I got my Pink Rhino 380ACP laser cartridge yesterday. Fully unloaded and safety checked the Cheetah. Inserted the cartridge into the breech. Inserted the empty magazine. Released the slide. Safety off, hammer cocked. Pull the trigger and nothing happens. What am I missing?

Please be aware that I'm a new gun owner and I have only a basic understanding of firearms received during a firearm safety course and my online research.


----------



## DJ Niner (Oct 3, 2006)

I'm not familiar with this accessory, but if it uses a laser, it uses electricity, which leads me to ask if it was switched-on before use?


----------



## JazzcatCB (Jun 14, 2021)

DJ Niner said:


> I'm not familiar with this accessory, but if it uses a laser, it uses electricity, which leads me to ask if it was switched-on before use?

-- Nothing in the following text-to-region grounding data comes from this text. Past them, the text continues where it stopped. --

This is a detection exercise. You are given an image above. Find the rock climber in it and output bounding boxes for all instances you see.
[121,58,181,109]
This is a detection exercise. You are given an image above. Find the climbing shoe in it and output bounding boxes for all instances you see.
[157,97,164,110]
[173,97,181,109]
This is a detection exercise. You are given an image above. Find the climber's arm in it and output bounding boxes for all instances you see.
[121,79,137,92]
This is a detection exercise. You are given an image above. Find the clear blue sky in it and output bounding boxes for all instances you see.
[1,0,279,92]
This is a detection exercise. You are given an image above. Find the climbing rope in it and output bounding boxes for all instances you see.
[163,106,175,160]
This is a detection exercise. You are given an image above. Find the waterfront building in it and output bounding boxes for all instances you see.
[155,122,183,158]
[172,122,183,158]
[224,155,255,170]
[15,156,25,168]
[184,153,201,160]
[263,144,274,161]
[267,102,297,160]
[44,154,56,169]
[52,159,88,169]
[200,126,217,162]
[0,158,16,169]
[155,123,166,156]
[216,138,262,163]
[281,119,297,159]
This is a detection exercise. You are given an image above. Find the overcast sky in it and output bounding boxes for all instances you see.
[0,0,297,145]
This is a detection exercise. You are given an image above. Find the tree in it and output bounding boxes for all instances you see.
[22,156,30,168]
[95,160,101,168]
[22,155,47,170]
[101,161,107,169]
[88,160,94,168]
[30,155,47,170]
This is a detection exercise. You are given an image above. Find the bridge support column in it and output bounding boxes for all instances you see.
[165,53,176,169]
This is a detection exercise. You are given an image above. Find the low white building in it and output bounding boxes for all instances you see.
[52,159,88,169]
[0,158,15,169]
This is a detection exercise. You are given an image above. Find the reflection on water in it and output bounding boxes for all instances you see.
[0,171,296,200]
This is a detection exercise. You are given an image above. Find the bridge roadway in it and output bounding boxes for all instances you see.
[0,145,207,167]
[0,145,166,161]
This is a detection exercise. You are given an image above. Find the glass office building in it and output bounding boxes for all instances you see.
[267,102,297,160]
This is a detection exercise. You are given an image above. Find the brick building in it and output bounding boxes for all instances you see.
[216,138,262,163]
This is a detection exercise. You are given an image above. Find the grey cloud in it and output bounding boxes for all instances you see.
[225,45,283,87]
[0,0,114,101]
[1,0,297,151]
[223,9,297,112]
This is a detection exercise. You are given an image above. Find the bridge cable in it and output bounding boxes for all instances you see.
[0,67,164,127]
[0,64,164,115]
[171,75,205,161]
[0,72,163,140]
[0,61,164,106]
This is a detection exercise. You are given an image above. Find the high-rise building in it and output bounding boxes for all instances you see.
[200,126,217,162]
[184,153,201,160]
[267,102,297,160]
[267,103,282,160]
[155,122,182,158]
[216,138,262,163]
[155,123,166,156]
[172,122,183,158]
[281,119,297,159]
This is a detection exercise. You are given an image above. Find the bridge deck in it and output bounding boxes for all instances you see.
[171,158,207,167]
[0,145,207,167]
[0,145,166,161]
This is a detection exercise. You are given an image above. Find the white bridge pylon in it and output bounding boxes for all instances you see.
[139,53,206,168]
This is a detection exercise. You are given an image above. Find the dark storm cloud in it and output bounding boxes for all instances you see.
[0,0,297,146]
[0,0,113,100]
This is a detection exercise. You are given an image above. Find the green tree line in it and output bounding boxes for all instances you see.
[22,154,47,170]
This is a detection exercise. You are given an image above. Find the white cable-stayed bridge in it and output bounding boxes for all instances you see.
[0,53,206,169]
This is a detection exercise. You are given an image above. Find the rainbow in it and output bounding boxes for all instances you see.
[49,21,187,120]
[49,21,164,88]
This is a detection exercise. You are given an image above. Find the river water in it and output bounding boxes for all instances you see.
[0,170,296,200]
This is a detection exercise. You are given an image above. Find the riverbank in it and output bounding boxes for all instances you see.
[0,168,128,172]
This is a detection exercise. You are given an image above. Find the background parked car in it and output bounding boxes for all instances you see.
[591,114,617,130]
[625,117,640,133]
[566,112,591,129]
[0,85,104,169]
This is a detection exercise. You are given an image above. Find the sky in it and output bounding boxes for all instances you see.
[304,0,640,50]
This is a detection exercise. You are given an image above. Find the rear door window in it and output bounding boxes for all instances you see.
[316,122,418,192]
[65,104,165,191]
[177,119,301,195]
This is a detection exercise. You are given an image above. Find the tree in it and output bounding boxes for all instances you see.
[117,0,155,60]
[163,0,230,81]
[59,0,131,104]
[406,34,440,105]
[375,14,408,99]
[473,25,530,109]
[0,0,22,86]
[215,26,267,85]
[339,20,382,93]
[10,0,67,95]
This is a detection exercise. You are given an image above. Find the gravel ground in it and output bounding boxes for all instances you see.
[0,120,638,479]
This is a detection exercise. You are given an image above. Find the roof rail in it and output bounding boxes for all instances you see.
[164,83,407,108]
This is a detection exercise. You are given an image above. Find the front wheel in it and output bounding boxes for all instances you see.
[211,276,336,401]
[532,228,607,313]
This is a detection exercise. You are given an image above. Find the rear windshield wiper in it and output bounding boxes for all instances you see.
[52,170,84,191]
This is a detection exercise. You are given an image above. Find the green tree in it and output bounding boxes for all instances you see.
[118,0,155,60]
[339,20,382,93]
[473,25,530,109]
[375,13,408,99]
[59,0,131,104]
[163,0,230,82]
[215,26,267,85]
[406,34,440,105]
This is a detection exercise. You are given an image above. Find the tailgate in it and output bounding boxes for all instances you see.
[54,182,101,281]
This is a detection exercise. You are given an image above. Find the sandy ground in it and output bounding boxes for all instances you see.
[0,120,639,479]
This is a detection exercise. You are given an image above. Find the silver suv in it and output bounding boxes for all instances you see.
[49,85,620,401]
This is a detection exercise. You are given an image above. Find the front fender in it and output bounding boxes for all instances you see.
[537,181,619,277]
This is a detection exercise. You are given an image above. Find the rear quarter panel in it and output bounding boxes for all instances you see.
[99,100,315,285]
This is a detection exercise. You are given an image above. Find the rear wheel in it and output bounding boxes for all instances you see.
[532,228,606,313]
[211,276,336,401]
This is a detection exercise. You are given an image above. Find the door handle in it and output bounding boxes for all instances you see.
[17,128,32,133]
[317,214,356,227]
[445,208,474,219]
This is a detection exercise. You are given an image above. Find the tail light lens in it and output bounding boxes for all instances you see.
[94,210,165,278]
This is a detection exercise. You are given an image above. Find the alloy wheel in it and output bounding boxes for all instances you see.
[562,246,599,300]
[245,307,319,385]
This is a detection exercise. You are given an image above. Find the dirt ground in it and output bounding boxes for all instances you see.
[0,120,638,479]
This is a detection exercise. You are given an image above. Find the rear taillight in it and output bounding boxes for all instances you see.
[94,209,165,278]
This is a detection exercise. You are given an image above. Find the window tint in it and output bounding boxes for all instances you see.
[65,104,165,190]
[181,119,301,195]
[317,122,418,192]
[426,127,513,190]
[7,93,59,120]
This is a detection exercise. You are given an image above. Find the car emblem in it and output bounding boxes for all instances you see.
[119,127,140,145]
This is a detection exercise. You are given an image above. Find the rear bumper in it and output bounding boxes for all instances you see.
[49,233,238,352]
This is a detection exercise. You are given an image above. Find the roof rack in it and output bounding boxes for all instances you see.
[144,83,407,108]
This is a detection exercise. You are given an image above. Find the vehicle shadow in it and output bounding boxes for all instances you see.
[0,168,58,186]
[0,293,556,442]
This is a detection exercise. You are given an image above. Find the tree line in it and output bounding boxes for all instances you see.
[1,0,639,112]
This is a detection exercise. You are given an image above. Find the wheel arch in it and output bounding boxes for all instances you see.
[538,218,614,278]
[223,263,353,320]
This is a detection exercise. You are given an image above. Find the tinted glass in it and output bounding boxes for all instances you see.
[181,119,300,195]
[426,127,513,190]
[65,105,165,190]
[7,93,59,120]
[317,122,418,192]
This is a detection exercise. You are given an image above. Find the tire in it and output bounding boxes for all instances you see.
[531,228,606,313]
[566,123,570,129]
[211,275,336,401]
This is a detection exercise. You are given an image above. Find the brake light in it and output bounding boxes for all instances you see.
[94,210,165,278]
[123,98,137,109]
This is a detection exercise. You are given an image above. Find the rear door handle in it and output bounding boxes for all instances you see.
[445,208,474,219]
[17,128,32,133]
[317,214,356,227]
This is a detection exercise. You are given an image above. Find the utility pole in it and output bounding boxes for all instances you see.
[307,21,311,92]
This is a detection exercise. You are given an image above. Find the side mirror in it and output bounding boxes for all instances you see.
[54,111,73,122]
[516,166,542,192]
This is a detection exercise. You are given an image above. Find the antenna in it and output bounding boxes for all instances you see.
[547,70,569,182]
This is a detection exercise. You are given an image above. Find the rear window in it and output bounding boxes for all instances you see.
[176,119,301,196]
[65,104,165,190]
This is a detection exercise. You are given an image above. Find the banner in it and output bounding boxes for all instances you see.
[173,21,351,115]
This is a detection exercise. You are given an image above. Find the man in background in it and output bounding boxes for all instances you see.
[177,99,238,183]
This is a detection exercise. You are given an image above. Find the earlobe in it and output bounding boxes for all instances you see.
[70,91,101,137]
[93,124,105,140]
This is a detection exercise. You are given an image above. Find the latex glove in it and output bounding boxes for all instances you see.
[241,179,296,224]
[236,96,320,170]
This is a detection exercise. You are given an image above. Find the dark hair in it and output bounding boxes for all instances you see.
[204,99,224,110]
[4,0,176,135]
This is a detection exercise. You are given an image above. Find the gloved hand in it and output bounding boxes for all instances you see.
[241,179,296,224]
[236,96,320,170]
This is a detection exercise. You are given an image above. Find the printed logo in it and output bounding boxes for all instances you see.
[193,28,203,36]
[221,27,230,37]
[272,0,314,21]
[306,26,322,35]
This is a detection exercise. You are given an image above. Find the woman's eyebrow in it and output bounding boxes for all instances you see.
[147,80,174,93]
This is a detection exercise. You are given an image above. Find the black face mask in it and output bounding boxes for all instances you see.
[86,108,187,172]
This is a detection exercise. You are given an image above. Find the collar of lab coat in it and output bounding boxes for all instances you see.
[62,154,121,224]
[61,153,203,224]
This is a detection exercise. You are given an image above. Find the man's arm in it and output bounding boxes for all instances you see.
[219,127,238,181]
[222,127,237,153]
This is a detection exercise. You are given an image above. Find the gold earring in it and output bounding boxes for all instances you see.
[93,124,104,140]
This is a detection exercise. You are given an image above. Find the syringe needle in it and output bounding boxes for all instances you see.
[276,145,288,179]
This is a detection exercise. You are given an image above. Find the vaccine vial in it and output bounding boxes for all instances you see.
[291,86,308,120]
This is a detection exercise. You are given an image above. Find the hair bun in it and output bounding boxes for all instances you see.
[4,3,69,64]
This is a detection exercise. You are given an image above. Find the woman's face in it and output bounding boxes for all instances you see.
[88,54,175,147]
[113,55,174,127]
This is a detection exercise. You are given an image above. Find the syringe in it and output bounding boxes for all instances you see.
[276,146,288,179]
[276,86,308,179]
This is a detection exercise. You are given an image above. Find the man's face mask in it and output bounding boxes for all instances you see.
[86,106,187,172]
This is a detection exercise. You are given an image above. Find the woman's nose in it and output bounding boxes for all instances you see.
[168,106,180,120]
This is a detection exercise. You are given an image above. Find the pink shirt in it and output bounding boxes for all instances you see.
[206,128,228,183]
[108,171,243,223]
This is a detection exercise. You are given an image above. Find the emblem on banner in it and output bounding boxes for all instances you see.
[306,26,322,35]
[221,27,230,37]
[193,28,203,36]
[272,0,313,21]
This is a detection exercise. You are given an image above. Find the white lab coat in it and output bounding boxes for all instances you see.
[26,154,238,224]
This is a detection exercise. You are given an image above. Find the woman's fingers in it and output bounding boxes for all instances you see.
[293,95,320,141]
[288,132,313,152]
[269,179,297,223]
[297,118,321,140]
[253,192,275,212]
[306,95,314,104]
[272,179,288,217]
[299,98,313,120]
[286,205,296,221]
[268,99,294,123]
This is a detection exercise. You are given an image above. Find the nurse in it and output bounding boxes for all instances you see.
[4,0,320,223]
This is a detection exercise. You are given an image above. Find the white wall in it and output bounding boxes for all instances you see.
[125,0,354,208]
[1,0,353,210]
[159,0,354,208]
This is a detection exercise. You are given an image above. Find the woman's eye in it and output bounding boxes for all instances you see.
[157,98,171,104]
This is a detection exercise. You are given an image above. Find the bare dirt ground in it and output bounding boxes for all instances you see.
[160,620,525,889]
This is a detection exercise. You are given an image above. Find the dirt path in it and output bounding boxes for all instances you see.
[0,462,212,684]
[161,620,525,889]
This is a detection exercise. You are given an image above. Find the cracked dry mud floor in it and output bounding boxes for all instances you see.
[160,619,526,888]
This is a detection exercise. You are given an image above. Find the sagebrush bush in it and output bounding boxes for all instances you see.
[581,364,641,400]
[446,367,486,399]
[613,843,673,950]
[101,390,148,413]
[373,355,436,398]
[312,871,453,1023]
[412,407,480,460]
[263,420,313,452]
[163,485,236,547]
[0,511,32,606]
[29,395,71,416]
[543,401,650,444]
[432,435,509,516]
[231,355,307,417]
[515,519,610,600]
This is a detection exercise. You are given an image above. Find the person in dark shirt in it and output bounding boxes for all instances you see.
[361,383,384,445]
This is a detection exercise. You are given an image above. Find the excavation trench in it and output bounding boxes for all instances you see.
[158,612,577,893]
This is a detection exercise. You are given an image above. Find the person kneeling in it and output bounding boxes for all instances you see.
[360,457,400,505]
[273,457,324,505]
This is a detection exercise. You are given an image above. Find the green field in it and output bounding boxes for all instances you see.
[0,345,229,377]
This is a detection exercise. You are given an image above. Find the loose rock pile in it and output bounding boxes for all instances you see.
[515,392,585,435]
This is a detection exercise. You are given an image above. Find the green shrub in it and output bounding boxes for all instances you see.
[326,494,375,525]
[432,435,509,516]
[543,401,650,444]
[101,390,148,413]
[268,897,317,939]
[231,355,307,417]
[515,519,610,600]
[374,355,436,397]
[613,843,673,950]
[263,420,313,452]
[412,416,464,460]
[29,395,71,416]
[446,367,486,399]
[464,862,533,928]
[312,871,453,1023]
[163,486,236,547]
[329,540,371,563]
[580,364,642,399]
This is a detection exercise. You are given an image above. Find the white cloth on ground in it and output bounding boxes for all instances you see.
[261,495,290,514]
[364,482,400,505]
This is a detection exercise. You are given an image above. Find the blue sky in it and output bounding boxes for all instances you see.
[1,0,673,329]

Thanks for your reply. Sorry, I wasn't clearer in my post: when I said nothing happened I meant that the hammer failed to release when I pulled the trigger. Safety was off.


----------



## JazzcatCB (Jun 14, 2021)

JazzcatCB said:


> Thanks for your reply. Sorry, I wasn't clearer in my post: when I said nothing happened I meant that the hammer failed to release when I pulled the trigger. Safety was off.


Fixed it. It was in backwards.


----------